Die Intention vom Bild des Höhlenmenschen, der am Lagerfeuer unterm Vollmond nur mit Geräuschen kommuniziert – es will nicht so recht zünden. Dafür ist die Musik, die folgen sollte, zu progressiv und fortgeschritten.

Es dauert eine ganze Weile, bis sich aus der mittelmäßigen Comedy-Show ein tatsächliches Konzert herausschält und orangefarbene Männchen als Bühnenarbeiter das Setting umbauen, um für den ersten neuen Song „Panopticom“ vom kommenden Album „i/o“ ein stimmigeres Bühnenbild herzurichten.

Das Stück ist eines von insgesamt 11 neuen Songs – die meisten von erstaunlich guter Qualität, wie etwa auch der Titel „This Is Home“, bei dem Gabriels Stimme zwar ein paar altersbedingte Schwächen offenbart, dafür aber die Show an Fahrt aufnimmt und das Setting ein Wohnzimmer mit ausladender Bibliothek und saisonalem Gemüse aufspannt.

Als darauf mit „Sledgehamner“ der letzter Song des ersten Sets folgt, ist zum ersten Mal wirklich Stimmung im Kuppelrund der Festhalle. Mit seinem charismatischen Bassisten Toni Levin zur Linken und Gitarrist David Rhodes an Gabriels rechter Seite, geben drei Kahlköpfige mit synchronen Tanzschritten die illustren Entertainer vor der Halbzeitpause, bei der der bizarre Anfang in Vergessenheit gerät.

Das zweite Set überzeugt mit weniger Schwankungen und hat lediglich beim Duett „Don’t Give Up“ noch eine der zweifelhafteren Inszenierungen in petto.

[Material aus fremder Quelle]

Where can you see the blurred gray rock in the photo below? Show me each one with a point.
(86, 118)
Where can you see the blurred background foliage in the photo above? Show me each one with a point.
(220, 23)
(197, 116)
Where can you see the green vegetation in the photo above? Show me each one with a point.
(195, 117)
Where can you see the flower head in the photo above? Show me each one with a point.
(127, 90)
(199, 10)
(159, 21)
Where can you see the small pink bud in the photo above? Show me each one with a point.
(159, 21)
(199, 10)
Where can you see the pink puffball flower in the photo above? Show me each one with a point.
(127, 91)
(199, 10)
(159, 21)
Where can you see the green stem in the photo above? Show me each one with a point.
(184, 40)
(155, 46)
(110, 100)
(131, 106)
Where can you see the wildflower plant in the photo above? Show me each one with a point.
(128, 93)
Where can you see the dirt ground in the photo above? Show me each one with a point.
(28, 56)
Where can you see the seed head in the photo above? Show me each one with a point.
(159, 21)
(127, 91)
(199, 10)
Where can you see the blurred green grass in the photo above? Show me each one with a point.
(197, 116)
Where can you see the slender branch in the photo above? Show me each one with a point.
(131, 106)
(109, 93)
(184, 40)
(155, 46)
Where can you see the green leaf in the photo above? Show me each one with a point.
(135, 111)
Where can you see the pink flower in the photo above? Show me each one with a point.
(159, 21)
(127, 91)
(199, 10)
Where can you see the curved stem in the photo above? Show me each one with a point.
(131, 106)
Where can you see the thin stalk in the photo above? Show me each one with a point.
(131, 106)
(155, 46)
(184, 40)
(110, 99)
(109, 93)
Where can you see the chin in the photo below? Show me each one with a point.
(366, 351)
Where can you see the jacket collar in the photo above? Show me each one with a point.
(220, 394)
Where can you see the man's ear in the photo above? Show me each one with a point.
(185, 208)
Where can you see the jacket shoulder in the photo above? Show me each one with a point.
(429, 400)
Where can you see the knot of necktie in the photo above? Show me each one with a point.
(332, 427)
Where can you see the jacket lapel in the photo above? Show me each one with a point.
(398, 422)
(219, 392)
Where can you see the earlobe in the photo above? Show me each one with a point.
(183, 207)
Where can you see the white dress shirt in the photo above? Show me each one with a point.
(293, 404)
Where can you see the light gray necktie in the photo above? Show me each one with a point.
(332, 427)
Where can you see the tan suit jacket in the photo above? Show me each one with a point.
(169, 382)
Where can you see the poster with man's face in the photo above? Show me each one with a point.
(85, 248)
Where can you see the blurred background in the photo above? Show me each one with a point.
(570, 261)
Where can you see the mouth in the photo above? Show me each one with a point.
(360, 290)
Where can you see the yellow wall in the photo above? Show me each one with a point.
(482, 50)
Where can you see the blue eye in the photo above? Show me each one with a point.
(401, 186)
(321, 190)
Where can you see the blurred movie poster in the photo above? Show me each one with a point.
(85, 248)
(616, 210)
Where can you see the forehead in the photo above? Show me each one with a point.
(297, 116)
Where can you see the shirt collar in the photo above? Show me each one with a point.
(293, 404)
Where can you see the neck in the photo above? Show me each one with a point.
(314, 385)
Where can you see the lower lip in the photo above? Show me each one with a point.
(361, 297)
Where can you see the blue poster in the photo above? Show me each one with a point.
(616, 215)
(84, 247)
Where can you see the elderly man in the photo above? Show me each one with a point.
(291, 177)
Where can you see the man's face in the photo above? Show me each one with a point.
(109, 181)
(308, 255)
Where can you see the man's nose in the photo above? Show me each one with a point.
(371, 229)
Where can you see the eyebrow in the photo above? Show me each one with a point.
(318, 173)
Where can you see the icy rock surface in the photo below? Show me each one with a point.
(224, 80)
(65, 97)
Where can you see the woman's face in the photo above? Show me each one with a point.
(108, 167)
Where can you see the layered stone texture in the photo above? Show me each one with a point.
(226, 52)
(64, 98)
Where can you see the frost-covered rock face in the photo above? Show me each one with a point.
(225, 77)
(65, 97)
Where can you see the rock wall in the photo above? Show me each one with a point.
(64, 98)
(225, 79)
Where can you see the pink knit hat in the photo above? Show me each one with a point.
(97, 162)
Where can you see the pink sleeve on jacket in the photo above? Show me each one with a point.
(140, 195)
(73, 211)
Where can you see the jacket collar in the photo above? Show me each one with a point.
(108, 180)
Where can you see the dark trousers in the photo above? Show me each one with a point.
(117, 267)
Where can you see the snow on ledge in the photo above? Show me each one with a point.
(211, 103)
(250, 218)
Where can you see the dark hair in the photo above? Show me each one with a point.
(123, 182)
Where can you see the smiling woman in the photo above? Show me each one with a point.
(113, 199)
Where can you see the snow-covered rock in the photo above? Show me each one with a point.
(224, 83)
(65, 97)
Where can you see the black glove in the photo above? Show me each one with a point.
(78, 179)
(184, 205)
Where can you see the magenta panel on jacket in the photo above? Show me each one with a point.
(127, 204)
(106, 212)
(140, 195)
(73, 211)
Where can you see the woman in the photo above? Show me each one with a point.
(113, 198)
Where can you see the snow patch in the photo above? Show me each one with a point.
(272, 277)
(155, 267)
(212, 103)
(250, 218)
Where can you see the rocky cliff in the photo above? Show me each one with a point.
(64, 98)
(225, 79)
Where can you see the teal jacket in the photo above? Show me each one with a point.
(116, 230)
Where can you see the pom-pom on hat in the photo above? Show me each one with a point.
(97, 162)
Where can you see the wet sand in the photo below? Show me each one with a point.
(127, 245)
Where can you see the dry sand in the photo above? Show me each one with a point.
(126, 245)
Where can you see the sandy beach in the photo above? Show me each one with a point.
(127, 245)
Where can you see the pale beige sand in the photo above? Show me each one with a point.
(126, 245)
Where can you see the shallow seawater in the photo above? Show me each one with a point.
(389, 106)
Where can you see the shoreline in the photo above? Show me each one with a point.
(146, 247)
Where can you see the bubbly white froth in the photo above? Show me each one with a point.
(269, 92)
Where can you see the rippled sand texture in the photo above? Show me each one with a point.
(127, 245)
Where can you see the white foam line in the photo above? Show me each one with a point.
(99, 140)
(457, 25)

Als Gabriel und seine Cellistin und Backgroundsängerin Ayanna Witter-Johnson von unterschiedlichen Seiten im Gleichschritt eine Treppe emporsteigen um von oben runter zu singen, wirkt das einen Deut zu Musicalhaft. Witter-Johnson singt dabei solide, kann stimmlich Kate Bush aber nicht das Wasser reichen.

Mit „Red Rain“ schließt sich dann der eindrücklichste Song des Abends an. Es ist vielleicht der beste, den Gabriel je geschrieben hat, wenngleich „Big Time“ und das finale „Solsbury Hill“ zu den am lautesten beklatschten zählen, bei denen Gabriel das Mikro auch mal hält wie einen Suppenlöffel.

Spätestens hier hält es auch die Empore nicht länger auf den Sitzen und die beiden Zugaben „In Your Eyes“ und „Biko“ werden von Standing Ovations begleitet. Zum Dudelsack-Finale des Menschenrechtssongs erscheint dann das Portrait von Steve Biko auf der Leinwand und strahlt als mahnender Schlussakkord über ein Konzert hinaus, bei dem die Höhen, die nicht von der Hand zu weisenden Tiefen am Ende doch klar ausstechen.